Re: A mini postmortem on snapshot failures

2017-01-04 Thread Erb, Stephan
I am not aware of tickets or work on the _exact_ problem described in this 
thread.

However, there is currently some on-going work to improve scheduler performance 
and availability during snaphshots on large clusters:

• https://reviews.apache.org/r/54883/  (still pending)
• https://reviews.apache.org/r/54774/ with associated ticket 
https://issues.apache.org/jira/browse/AURORA-1861 (already merged)

Maybe those are also interesting for you.

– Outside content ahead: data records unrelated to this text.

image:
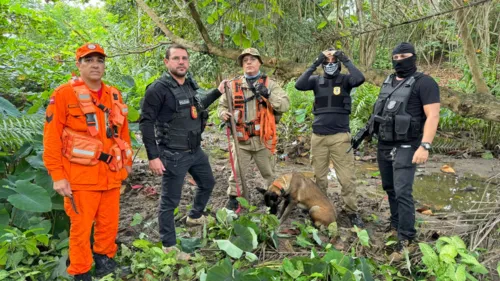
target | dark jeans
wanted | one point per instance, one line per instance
(397, 174)
(177, 164)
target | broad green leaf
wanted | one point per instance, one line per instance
(7, 109)
(230, 249)
(365, 270)
(23, 151)
(448, 253)
(4, 217)
(303, 242)
(36, 161)
(316, 237)
(290, 269)
(479, 269)
(333, 229)
(133, 115)
(43, 179)
(349, 276)
(254, 34)
(450, 271)
(458, 242)
(136, 219)
(487, 155)
(42, 227)
(128, 80)
(243, 202)
(141, 244)
(363, 236)
(244, 237)
(189, 245)
(222, 272)
(30, 197)
(354, 19)
(324, 3)
(14, 259)
(429, 257)
(322, 25)
(460, 274)
(251, 257)
(5, 190)
(240, 40)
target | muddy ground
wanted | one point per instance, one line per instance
(373, 205)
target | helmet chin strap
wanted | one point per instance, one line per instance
(331, 68)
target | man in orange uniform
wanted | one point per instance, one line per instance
(87, 153)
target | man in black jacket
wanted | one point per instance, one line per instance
(177, 111)
(406, 116)
(331, 136)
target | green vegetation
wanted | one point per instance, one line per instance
(37, 44)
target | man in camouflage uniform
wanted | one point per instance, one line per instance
(252, 92)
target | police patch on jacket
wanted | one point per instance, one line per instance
(49, 115)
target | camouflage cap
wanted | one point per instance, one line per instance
(249, 51)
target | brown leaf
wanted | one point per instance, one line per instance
(427, 212)
(423, 209)
(447, 169)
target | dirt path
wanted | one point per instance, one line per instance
(373, 206)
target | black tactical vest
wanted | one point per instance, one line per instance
(331, 97)
(391, 120)
(182, 132)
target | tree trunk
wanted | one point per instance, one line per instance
(486, 41)
(479, 105)
(470, 51)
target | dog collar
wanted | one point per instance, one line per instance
(280, 187)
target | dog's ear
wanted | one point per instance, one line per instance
(272, 201)
(261, 190)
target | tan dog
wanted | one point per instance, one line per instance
(299, 190)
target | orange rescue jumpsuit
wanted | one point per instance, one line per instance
(95, 188)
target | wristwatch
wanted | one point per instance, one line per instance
(426, 145)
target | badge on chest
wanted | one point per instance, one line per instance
(194, 112)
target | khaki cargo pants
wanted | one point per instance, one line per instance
(333, 147)
(264, 160)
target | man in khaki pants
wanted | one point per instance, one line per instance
(256, 99)
(331, 137)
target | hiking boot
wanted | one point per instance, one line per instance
(391, 231)
(195, 222)
(180, 255)
(398, 254)
(232, 203)
(83, 277)
(356, 220)
(104, 265)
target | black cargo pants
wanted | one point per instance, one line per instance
(398, 173)
(177, 164)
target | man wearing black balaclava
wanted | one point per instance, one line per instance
(331, 134)
(406, 117)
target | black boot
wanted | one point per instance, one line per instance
(232, 203)
(104, 265)
(83, 277)
(356, 220)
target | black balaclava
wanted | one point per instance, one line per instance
(331, 69)
(405, 67)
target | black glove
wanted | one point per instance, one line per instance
(319, 60)
(341, 56)
(261, 90)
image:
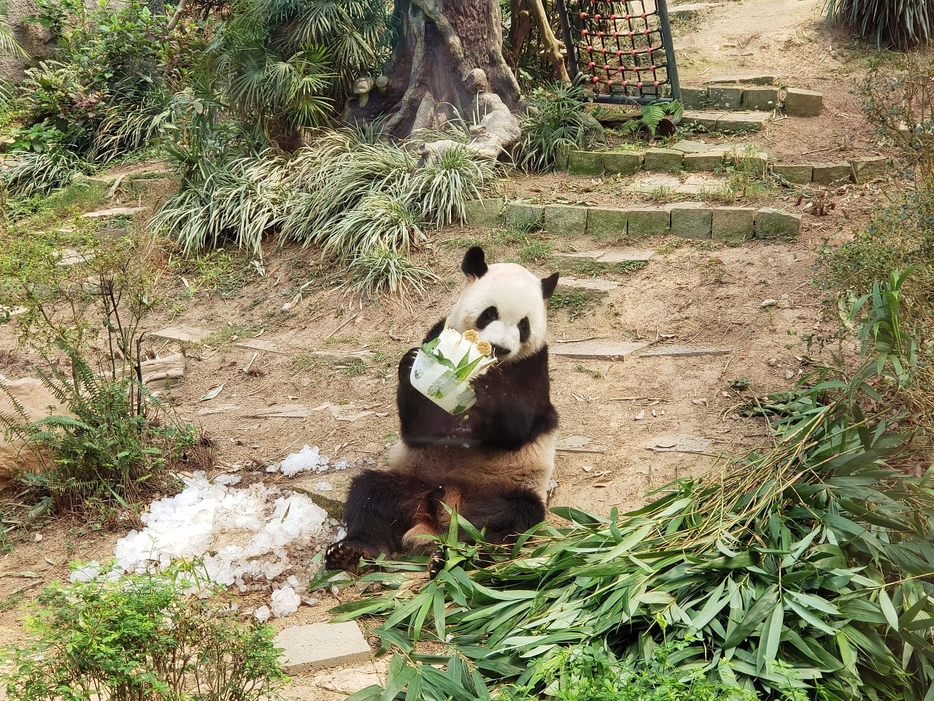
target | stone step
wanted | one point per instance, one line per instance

On 31/12/2016, 00:03, "meghdoot bhattacharya"  
wrote:

Is there a ticket for this? In our large test cluster, we hit into this 
under heavy load.
Thx

  From: John Sirois 
 To: dev@aurora.apache.org 
 Sent: Wednesday, October 5, 2016 11:04 AM
 Subject: Re: A mini postmortem on snapshot failures
   
On Tue, Oct 4, 2016 at 11:55 AM, Joshua Cohen  wrote:

> Hi Zameer,
>
> Thanks for this writeup!
>
> I think one other option to consider would be using a connection for
> writing the snapshots that's not bound by the pool's maximum checkout 
time.
> I'm not sure if this is feasible or not, but I worry that there's
> potentially no upper bound on raising the maximum checkout time as the 
size
> of a cluster grows or its read traffic grows. It feels a bit heavy weight
> to up the max checkout time when potentially the only connection exceeding
> the limits is the one writing the snapshot.
>

+1 to the above, it would be great if the snapshotter thread could grab its
own dedicated connection.  In fact, since the operation is relatively rare
(compared to all other reads and writes), it could even grab and dispose of
a new connection per-snapshot to simplify things (ie: no need to check for
a stale connection like you would have to if you grabbed one and tried to
hold it for the lifetime of the scheduler process).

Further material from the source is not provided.